My biggest takeway from those meetings was that educators have a _really_ hard
job, much harder than even what educated people assume. On top of actually
being a useful educational tool, there are a ton of other boxes to check in
order to get any kind of technology into the classroom:

* Compliance with the myriad of federal, state, and local laws surrounding education procurement, student data, what can and can't happen on government property and around children, and cash-strapped educational IT departments.

* Able to be simple enough for any educator to use and maintain, but also have enough features to add value as a educational tool.

* Bureaucracies and procurement policies that run the gamut: administrators, local government, state government, federal government, parents, the school board, the PTA, the teachers union, etc.

* Extreme price sensitivity.

* Long life: Even rich districts struggle to get budgets to upgrade technology regularly, and by regularly I mean every 2-4 years.

* The mechanics of running a classroom filled with children ... who would often rather spend a class period figuring out how to bypass a firewall to get to facebook, rather than half a class period writing.

Getting by all these requirements, and reaching educators at the end, requires
a concerted, long running effort on the part of the company. We were lucky
that Google had a running a edu program for Apps/Chrome and made it a
priority. Consequently a lot of the core features of the offering are targeted
specifically at educators:

* Strong central administrative control. In order to use your chromebook at all, you really need to log into your web account. It's only able to install things locally (and bypass administrative restrictions) if you really work hard to get around it. This helps get the tools approved by IT departments and administrators. Compare this to the fleets of windows machines or ipads that lots of IT departments have to maintain, where they basically solve the problem by re-imaging the machine regularly to wipe out locally installed apps.

* Price. Edu Google Apps accounts are essentially free. Compared to other computing solutions, Chromebooks are cheap and get the job done.

* Tools that both educators and students can use. The biggest selling point on apps is actually calendar. Gmail is great but most schools already have a email system in place. A calendar that syncs, has proper access control, is central to your school, and free, saves educators a lot of hassle. Once a teacher is hooked on calendar as a "gateway drug", it's not hard to take the leap. Docs, gmail, chrome, and chromebooks all have the same login, contact list, and access control. Being able to use these tools makes it easier to pass this knowledge onto the student.

* Maintenance: A student can work on one chromebook, drop it in water, and then immediately log onto another one and have all his work. Also for a educator in the classroom, it's easy to understand that refreshing the page will fix the problem 90% of the time.
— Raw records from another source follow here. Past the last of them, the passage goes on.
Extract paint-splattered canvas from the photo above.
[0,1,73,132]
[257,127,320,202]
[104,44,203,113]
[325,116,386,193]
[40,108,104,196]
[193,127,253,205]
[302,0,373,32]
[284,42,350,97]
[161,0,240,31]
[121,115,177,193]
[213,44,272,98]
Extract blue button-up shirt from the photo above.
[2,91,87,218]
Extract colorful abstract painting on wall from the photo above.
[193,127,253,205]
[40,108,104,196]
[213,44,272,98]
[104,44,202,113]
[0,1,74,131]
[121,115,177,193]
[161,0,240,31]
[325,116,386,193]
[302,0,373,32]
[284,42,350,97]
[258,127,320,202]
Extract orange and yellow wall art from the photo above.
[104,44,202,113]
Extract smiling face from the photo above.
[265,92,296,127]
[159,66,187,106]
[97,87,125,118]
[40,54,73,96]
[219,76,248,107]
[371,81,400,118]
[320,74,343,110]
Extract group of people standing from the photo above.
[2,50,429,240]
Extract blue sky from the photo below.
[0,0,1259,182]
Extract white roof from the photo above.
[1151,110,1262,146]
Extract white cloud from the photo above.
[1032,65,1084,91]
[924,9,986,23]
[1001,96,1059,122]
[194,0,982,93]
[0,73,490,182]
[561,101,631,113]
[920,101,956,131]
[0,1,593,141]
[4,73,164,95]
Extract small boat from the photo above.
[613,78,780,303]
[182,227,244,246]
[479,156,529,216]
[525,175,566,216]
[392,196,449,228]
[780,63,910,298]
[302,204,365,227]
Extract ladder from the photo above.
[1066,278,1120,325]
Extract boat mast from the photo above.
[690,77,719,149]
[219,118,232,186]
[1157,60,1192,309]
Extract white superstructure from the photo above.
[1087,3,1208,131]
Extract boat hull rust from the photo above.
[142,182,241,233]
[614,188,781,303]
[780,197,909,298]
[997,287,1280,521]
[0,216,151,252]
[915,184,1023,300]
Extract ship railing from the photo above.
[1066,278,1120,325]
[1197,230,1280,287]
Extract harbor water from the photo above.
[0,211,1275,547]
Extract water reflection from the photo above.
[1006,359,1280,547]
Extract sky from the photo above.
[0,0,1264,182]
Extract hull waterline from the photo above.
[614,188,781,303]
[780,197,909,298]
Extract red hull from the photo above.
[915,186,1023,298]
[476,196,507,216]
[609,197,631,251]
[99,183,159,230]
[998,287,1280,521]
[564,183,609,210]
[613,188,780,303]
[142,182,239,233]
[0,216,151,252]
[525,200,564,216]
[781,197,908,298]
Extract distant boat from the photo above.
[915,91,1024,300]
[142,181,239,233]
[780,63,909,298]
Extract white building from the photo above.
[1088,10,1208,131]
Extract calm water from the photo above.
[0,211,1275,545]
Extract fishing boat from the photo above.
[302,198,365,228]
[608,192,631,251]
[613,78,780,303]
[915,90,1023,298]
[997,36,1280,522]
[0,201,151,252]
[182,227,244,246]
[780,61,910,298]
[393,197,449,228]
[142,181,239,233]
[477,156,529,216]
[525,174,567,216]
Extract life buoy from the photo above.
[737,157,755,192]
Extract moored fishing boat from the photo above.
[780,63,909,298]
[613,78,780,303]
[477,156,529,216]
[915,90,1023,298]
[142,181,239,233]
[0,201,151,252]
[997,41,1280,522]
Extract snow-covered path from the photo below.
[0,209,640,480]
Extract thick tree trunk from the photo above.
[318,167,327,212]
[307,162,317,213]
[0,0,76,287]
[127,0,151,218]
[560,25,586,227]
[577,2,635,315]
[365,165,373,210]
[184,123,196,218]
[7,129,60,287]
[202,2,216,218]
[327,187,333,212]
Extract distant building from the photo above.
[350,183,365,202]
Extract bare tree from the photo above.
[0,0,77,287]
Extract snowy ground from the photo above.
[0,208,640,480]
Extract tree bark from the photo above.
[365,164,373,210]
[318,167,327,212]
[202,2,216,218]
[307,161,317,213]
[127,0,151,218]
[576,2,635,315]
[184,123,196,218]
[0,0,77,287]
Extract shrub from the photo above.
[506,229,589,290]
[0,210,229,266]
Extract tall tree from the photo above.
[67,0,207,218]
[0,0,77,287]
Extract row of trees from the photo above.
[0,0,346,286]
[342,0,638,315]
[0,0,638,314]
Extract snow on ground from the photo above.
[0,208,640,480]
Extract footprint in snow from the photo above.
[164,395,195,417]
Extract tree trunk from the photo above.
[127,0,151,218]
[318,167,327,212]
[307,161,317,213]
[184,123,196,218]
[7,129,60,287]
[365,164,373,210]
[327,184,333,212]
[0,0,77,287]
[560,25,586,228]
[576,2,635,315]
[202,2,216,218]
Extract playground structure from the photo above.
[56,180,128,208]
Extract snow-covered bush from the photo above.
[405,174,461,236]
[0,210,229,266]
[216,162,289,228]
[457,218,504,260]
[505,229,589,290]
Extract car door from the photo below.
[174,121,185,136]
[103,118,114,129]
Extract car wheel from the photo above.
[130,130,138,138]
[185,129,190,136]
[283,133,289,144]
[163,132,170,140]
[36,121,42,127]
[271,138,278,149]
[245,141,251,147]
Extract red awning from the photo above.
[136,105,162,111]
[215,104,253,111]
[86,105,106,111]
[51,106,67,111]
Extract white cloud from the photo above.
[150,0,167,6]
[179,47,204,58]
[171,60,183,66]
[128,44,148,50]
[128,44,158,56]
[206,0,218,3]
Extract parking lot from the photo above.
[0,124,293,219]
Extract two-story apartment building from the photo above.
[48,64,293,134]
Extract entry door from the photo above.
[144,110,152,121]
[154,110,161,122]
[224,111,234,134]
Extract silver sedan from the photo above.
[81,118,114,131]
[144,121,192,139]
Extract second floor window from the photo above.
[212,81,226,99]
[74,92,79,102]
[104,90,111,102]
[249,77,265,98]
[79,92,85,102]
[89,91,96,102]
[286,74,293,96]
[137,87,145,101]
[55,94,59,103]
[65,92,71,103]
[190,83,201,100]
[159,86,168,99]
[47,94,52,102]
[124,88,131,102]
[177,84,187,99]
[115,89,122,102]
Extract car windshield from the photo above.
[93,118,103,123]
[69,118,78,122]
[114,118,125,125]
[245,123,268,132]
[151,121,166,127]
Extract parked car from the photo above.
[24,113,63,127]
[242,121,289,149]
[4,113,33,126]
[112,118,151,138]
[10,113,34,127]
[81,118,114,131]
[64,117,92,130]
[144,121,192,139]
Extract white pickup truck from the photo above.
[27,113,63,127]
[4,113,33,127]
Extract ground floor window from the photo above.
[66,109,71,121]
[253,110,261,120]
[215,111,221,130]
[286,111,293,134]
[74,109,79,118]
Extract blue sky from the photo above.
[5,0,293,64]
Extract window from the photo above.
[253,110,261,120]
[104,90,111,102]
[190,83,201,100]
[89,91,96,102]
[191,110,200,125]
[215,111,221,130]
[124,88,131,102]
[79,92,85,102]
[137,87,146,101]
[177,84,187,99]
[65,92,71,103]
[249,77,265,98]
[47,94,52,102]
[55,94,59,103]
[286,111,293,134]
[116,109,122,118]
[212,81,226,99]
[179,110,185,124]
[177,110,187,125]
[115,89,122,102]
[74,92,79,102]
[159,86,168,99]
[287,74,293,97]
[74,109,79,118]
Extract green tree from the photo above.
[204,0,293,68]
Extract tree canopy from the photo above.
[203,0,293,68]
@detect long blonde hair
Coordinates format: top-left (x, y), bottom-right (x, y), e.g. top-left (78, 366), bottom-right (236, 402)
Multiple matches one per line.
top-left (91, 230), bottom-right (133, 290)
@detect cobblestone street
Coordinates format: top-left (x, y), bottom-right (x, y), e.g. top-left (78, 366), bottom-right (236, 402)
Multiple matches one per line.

* Shared home / school: A student can log onto his apps account at home, and get all his state as if he were still at school.

* Platform cross compatibility: Apps can work well on a Chromebook, but also will do a best-effort attempt on IE9 on windows. Apple's core philosophy has never tilted that way. This isn't just to adapt to varying levels of tech in classrooms, but also for taking the tools home.

* And finally, lots of bells and whistles that often get overlooked: ADA compliance, language support, student data compliance, etc.

All that being said, for young children, an iPad is an irreplaceable
educational tool. I doubt any Google product has the kind of widespread appeal
as iPads do among young children. Maybe YouTube, but even that is a stretch.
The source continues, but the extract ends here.